A key issue that we have here, is that because we’re considering ‘impact’ through the potentially narrow view of the reporting function, we focus too much on the outcomes, the ‘how we spent the money, and the impact it had’, and not always enough on the ‘how we should, or could, spend the money to achieve the greatest impact’.

Take as an example a hospice. Annual funding from its myriad efforts across retail, sponsorship, lotteries and the like, may support 15 inpatient beds, whilst the same level of funding could deliver at-home care to a far larger number of beneficiaries. In this scenario, the measure of impact is balanced between quantity and quality – more people may benefit from ‘lighter-touch’ hospice support, versus fewer receiving a gold-standard experience.
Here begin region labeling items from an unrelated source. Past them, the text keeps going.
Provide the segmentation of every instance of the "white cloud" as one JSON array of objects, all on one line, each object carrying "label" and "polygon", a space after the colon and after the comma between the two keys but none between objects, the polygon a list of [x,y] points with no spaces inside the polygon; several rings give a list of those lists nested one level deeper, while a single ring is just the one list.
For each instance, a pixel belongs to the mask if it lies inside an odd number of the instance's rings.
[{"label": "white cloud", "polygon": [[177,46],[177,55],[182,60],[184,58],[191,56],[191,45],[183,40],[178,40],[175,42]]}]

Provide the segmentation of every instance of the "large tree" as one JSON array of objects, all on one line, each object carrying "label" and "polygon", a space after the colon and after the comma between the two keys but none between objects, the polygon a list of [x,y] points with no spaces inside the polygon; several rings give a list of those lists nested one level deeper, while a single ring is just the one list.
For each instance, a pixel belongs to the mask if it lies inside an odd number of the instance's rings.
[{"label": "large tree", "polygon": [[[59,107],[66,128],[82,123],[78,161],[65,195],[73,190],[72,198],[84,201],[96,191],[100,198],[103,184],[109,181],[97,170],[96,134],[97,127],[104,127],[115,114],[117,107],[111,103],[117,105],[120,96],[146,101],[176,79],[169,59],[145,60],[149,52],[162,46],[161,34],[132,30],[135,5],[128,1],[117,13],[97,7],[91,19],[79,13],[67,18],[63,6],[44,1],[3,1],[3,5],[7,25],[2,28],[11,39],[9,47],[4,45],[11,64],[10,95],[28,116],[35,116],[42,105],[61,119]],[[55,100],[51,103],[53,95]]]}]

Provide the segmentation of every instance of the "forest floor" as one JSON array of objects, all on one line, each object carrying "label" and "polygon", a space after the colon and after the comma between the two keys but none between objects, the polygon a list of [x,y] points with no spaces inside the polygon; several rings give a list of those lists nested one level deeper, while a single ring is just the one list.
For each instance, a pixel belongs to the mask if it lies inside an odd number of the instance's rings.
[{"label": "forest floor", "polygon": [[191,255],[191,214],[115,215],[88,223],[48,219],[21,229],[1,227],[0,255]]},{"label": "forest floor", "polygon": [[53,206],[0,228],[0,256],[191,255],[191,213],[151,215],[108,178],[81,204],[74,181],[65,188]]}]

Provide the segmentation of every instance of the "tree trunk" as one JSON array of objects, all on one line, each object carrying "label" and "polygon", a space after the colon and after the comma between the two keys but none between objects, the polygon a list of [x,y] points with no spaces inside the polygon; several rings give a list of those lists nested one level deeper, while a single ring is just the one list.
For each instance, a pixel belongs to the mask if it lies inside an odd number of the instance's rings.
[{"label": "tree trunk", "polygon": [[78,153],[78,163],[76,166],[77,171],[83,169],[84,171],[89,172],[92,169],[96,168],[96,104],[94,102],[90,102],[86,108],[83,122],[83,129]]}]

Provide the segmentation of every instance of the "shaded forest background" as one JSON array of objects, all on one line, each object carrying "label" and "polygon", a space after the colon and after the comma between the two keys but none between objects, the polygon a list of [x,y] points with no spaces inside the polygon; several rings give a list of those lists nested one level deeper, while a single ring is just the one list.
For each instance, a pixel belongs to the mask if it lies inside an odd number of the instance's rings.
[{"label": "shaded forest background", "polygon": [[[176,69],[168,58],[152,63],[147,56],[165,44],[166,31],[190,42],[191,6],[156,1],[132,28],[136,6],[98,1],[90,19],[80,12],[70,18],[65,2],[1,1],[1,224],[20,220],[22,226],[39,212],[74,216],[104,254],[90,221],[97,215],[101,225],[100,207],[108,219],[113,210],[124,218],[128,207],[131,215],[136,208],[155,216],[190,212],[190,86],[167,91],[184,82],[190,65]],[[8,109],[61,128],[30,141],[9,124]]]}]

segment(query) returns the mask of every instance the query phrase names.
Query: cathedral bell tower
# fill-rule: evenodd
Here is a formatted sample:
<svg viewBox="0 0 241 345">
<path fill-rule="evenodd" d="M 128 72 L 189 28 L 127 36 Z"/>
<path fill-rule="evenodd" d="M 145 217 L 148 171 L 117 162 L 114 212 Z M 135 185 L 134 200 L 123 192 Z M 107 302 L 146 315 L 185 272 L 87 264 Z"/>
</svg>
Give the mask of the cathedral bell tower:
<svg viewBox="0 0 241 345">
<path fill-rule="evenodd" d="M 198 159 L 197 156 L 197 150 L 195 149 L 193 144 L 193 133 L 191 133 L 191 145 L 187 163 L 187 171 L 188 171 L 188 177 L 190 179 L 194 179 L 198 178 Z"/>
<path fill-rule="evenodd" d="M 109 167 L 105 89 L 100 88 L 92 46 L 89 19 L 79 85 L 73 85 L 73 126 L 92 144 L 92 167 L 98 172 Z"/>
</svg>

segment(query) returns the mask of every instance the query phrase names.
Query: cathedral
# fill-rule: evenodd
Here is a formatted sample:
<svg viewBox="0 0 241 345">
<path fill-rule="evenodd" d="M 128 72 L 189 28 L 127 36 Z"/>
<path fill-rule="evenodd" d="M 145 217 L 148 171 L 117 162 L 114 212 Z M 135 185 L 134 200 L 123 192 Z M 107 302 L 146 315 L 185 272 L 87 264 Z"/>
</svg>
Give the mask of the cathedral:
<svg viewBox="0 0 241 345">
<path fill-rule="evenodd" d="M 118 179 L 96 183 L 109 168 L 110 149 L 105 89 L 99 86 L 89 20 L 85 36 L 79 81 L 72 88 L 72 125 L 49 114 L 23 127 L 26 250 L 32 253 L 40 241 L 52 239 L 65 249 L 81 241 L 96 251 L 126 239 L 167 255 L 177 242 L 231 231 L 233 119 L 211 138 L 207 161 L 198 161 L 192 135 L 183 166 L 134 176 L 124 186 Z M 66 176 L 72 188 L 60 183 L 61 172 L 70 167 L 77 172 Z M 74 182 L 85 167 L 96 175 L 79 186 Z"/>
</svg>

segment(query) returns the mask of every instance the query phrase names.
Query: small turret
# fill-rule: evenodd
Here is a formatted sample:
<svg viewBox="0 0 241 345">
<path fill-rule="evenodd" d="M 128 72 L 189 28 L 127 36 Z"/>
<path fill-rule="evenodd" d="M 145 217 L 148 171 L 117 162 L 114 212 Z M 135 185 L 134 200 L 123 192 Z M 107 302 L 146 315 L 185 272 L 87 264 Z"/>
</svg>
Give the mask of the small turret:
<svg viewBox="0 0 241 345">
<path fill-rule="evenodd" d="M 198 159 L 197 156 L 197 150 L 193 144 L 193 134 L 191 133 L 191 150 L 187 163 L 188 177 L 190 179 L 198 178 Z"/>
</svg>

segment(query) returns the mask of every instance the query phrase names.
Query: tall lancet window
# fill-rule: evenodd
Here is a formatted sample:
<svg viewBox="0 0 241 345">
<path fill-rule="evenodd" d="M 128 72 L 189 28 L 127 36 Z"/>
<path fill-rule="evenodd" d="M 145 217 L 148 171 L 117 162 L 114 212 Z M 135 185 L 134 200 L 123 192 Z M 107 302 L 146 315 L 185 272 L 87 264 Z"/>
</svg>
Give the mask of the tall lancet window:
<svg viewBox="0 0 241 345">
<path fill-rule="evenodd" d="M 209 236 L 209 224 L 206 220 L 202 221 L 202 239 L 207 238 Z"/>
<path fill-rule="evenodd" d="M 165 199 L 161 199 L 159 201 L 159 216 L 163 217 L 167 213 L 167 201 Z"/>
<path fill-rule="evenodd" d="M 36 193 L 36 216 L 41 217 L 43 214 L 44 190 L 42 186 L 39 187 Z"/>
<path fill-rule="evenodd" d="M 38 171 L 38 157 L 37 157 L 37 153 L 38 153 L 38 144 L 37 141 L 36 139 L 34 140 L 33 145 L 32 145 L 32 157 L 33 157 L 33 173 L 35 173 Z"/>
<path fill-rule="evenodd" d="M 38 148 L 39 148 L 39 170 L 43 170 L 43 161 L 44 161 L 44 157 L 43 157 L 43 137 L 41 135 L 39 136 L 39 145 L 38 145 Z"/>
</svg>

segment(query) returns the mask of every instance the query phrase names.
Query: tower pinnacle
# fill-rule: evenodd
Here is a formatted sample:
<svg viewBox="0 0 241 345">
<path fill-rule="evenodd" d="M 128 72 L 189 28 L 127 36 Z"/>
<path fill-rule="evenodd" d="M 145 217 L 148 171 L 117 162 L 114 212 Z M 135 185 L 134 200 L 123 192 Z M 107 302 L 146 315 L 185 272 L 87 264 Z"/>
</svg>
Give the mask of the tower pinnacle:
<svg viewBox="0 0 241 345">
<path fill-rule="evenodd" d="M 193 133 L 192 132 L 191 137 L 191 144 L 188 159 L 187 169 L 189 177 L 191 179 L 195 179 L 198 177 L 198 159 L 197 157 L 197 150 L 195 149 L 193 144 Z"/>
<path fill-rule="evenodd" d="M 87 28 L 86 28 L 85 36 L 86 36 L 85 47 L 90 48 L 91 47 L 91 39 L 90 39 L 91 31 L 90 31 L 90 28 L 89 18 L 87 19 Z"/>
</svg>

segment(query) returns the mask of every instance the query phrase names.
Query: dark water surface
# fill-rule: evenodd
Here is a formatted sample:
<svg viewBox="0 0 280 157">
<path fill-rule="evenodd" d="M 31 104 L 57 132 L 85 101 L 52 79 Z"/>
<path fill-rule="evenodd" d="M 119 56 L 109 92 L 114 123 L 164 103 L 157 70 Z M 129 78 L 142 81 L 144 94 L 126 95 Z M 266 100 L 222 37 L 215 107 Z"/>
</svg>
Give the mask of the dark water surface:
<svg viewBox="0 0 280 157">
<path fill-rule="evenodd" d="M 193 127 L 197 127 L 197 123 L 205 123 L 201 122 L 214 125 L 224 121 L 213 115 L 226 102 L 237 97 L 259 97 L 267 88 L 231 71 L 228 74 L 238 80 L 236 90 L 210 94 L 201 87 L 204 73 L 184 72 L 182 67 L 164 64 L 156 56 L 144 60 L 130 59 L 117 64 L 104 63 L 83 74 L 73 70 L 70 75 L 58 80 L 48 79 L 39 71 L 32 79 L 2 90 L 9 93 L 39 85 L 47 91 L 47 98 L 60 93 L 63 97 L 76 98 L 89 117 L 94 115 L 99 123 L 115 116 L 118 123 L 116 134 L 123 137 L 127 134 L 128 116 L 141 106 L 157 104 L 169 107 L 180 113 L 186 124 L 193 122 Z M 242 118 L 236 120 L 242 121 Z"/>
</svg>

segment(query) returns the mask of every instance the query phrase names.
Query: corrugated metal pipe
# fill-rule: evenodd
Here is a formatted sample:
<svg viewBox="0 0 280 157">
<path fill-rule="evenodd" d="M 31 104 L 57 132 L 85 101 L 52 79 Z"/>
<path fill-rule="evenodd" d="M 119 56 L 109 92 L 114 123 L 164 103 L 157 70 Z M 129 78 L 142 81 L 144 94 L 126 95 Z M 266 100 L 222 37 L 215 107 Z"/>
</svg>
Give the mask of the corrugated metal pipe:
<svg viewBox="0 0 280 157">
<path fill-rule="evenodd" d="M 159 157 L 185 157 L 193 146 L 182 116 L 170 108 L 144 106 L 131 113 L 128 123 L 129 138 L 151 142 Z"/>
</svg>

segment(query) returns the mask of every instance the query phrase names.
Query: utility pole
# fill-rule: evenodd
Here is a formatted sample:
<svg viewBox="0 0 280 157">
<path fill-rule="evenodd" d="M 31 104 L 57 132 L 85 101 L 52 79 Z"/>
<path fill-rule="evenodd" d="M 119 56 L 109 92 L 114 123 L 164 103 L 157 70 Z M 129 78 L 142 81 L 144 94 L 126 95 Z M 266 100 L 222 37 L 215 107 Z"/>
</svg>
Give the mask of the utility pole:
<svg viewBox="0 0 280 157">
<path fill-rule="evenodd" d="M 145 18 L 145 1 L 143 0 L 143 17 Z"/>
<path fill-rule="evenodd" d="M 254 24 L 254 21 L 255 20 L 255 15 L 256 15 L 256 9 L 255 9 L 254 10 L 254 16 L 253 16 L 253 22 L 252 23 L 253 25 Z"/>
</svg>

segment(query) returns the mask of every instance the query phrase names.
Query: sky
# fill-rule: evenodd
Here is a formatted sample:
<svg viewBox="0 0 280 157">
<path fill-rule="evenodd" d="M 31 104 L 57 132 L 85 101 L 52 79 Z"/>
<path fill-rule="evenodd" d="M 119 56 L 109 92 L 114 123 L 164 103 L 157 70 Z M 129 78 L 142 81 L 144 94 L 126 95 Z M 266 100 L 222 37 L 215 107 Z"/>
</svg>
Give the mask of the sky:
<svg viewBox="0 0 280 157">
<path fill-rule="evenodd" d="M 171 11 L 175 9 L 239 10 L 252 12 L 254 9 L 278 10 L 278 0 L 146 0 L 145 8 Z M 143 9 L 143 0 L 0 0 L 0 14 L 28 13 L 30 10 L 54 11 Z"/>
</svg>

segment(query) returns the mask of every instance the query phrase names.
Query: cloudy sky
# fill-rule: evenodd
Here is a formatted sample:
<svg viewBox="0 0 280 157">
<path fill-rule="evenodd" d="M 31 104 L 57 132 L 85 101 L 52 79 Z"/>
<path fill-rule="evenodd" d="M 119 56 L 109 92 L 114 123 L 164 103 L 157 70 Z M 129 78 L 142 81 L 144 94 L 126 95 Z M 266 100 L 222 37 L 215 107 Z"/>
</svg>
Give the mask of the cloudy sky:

If we ask which of these outcomes address the aims and beliefs of the organisation, arguably they both do. They both have clear impact, and whichever avenue the hospice in question follows, both can be reported with confidence and pride.

Herein lies some of the problem; organisations fear or avoid impact reporting simply because of the inconsistent nature of the definition of impact itself. Sometimes ‘good enough’ IS enough, especially where ‘perfect’ is out of reach.

When it comes to the reporting of impact itself, we’ve all seen celebratory claims of ‘we’ve reached 10% more this year than we did last year…’, rarely in the same breath do we see ‘but we’ve also increased expenditure by 50% in order to do so…’

Simply, a lot of impact reports don’t dive deep into the money spent, if indeed they mention it at all!

Annual accounts, done properly, should seamlessly weave together the money spent (and the considerations that went into those spending decisions), and the outcome (the ‘impact’) of that expenditure. Rather than simply a set of figures, do the accounts meaningfully convey the whole story of the charity? Funds raised by the charity are the key vehicle that drive forward its mission and deliver its impact, however categorised. The accounts should, therefore, detail the allocation of funds in a way that illustrates the charity’s vision and mission. If they do, then the organisation’s impact has been reported too.